How do post-translational modifications regulate microtubule severing enzymes?

Microtubule severing enzymes control when and how cells divide therefore they need to be strictly regulated to avoid cutting their substrate indiscriminately. Chemical modifications of key aminoacids allow specialised function at the cellular sites of local enrichment but how this chemistry specifically controls the structural communication between functional regions of this class of molecules and how this feedback to pathways track regulating cellular protein levels, is not fully understood. But, microtubule severing enzymes belong to a larger protein family whose members operate on diverse substrates even if sharing functional domain arrangements.

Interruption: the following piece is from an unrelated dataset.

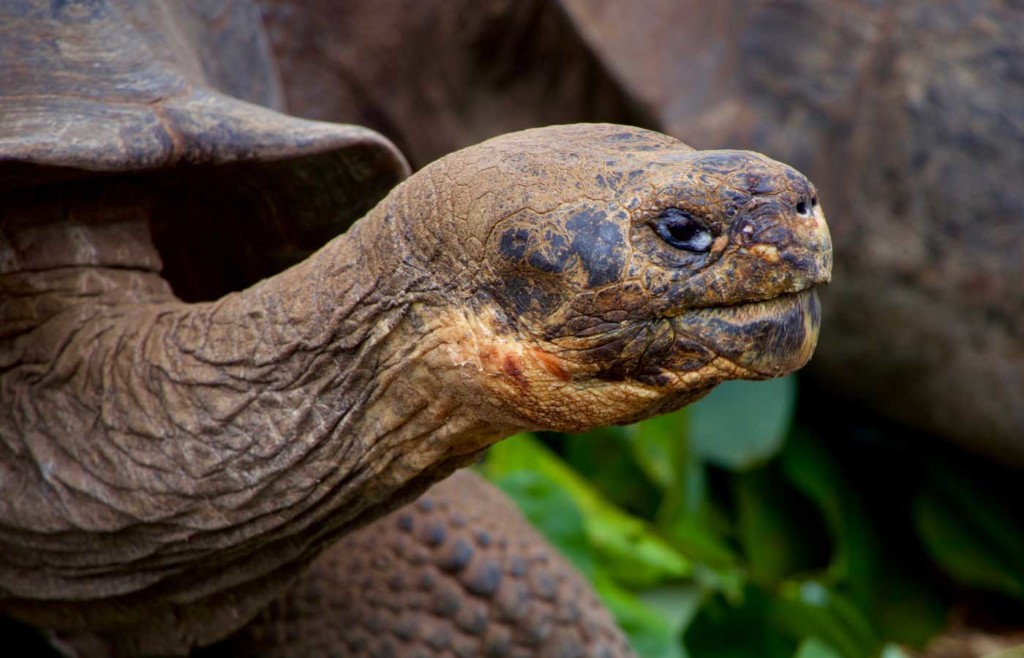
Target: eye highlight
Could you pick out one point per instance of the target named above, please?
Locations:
(682, 230)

This project aims to establish a general mechanism for the regulation of the activity of the AAA-ATPases family of microtubule severing enzymes. To this purpose, we will investigate the crosstalk between chemical modification, structural rearrangement and microtubule severing activity of the AAA-ATPase Spastin and test the relevance of this mechanism to other AAA-ATPases working at different cellular locations or on diverse substrates. Spastin activity is crucial in diverse cellular processes ranging from cell division to several neuronal functions and alterations of Spastin regulation have been observed in tumors and are pathogenic in various neurodegenerative diseases.

We are looking for an enthusiastic and committed student to study the regulation of the AAA+ ATPase enzyme Spastin by post-translational modifications.

You will be trained in molecular biology, biochemistry and biophysical chemistry techniques to characterise enzyme kinetics, protein structure and protein-protein interactions. Your findings will have major impact in biochemistry and cell biology but also areas like synthetic biology. The knowledge generated will translate in novel approaches to treat neurodegenerative diseases and cancer.